Idrissa Ouedraogo (segment “Burkina Faso”) The only one with a touch of humor, and it’s pretty bitter humor. A boy in this very poor country needs money to pay for school books and medicine for his mother, who is very sick. He hears of the $25 million reward for Osama bin Laden, then spots a guy who is a dead ringer. He and his friends decide to capture him, but he gets away. Then they hear that George W. Bush is coming to Ouagadougou, and they decide to kidnap him and hold him for ransom.
Ken Loach (segment “United Kingdom”) A very poignant and bitter one, and a story that needed to be told in just this way. A Chilean exile in England is writing a letter to Americans, feeling terrible about their loss, but pointing out that on another Tuesday, September 11, CIA-supported troops murdered Salvador Allende and overthrew his democratically elected government. America’s murderous puppet, Pinochet, eventually killed over 30,000 Chileans. Put it in perspective, America! The slaughter in Chile wasn’t photogenic, and we actually have that blood on our hands. Seeing Kissinger shaking hands with the murdering bastard made me want to puke.
Alejandro González Iñárritu (segment “Mexico”) Here’s the masterpiece. Before Michael Moore thought of “showing” the collisions and collapse on a black screen with just the horrific sounds, González Iñárritu made this short film. Several minutes go by before we see anything at all, we just hear a confusion of voices. Then we get six- or eight-frame glimpses of people falling through the air, and the indescribably awful sound of their impact. The soundtrack resolves into understandable voices, phone calls from doomed people, chaotic chatter of the rescuers, then the sound that will be with me until the day I die, the inexorable slam slam slam slam slam of the floors collapsing onto each other, the last sound too many brave cops and firefighters and innocents ever heard on this Earth. Devastating. For more from González Iñárritu, see Amores Perros.
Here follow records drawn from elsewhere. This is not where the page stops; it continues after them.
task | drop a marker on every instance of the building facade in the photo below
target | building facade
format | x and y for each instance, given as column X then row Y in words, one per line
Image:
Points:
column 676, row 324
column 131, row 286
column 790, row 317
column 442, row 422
Amos Gitai (segment “Israel”) (as Amos Gitaï) A foolish little piece about a truly awful television reporter lucky enough to be on the scene of a suicide car bombing in Jerusalem—my big break!—and her stunned reaction when she learns that she is not on the air, live, because something has happened in New York. I have no idea what the point is here.
Mira Nair (segment “India”) Based on a true story. An Arab woman’s son is missing after 9/11. The FBI comes calling. Obviously he was in on it somehow. Her neighbors start to shun her. Then his remains are identified in the wreckage. He rushed toward the towers to help out and died while giving first aid. What a terrible disservice those 19 fanatical monsters did to honest, peaceful Arabs and Muslims around the world. And how easily do we turn to racial and religious hatred.
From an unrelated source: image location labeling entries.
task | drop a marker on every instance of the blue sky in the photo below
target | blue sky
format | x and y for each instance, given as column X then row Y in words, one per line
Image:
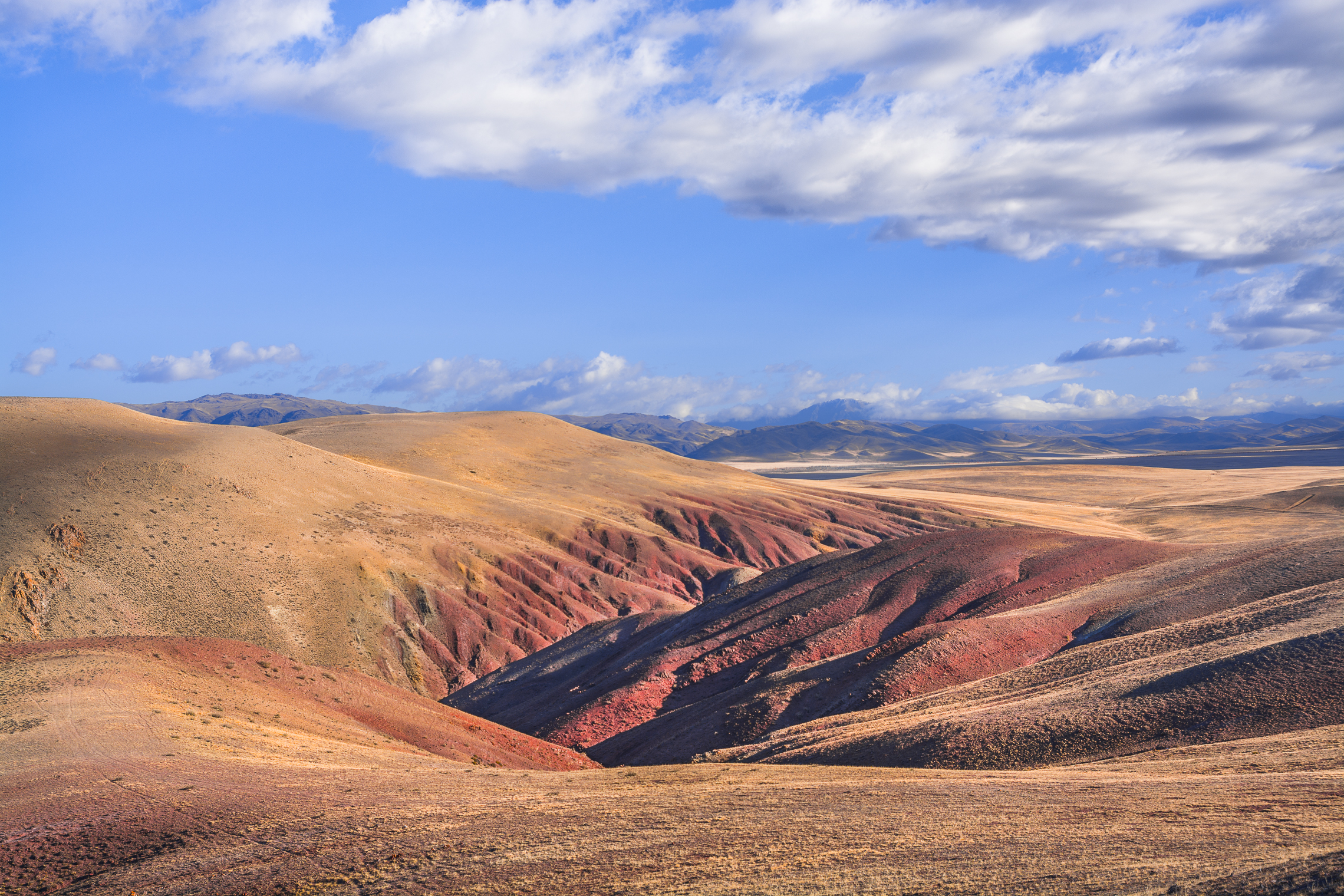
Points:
column 183, row 220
Sean Penn (segment “USA”) Puerile little fable about a senile old man who dresses his dead wife’s imaginary body every morning and laments that her flowers don’t grow. They don’t get enough light. Then the towers fall, and let in the light. He never knows it, he just sees the flowers growing again. Sounds a lot better than it is. Really stinks. [At the end of it Monty Python’s “Always Look on the Bright Side of Life” starting playing in my head. Penn should stick to acting and being a Hollywood Liberal, which is what he’s really good at.]
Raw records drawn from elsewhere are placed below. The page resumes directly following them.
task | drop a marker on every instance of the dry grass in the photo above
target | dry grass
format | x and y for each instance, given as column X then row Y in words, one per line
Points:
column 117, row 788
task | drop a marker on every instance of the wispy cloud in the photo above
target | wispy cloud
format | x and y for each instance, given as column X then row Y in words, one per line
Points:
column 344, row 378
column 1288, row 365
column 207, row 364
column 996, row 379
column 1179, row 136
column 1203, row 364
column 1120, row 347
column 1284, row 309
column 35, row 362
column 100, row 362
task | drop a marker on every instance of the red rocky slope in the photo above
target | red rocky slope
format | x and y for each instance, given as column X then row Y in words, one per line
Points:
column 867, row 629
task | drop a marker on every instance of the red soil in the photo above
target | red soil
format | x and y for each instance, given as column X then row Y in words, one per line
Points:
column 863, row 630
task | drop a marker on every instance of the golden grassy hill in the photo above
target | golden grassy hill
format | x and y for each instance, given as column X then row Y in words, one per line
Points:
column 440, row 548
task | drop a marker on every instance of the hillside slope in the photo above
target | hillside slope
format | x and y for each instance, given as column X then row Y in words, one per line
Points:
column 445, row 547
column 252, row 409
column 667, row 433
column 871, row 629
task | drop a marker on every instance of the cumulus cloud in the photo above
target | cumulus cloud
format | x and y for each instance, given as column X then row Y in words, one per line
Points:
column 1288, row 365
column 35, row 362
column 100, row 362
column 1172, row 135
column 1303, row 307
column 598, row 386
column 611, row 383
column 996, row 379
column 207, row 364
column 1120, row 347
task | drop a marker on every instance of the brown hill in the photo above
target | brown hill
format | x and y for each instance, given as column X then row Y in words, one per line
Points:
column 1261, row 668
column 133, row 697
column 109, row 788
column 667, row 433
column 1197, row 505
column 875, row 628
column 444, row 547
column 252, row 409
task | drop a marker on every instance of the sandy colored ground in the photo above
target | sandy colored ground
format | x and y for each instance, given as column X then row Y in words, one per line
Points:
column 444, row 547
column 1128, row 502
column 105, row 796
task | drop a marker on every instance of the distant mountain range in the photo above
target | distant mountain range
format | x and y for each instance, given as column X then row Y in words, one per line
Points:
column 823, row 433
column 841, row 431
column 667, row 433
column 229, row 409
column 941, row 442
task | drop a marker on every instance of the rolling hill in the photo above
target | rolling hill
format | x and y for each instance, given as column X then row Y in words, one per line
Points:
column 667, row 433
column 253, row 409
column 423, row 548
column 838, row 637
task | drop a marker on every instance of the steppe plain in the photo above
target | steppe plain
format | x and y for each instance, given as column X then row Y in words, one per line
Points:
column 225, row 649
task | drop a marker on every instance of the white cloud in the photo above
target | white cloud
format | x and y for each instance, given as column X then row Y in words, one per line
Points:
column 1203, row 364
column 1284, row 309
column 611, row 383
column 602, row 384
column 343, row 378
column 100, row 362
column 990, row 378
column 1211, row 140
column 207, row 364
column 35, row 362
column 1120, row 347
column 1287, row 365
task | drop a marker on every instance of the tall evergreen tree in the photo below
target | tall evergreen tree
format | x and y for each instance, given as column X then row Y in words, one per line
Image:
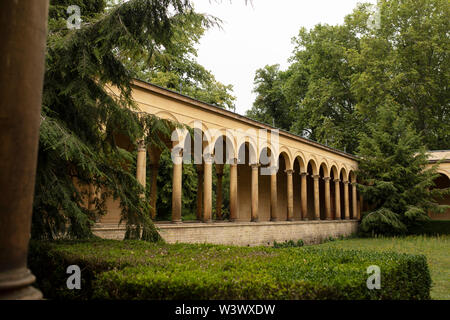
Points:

Shohei Imamura (segment “Japan”) The most puzzling segment. Very well done, but … It’s 1945. A Japanese soldier has gone nuts and been shipped home, thinking he’s a snake. His relatives despair to see him eating live rats. It ends with a bumper sticker “There is no such thing as a holy war.” Agreed, and there have to be a billion ways to say it. Why this one? Over the top, for me.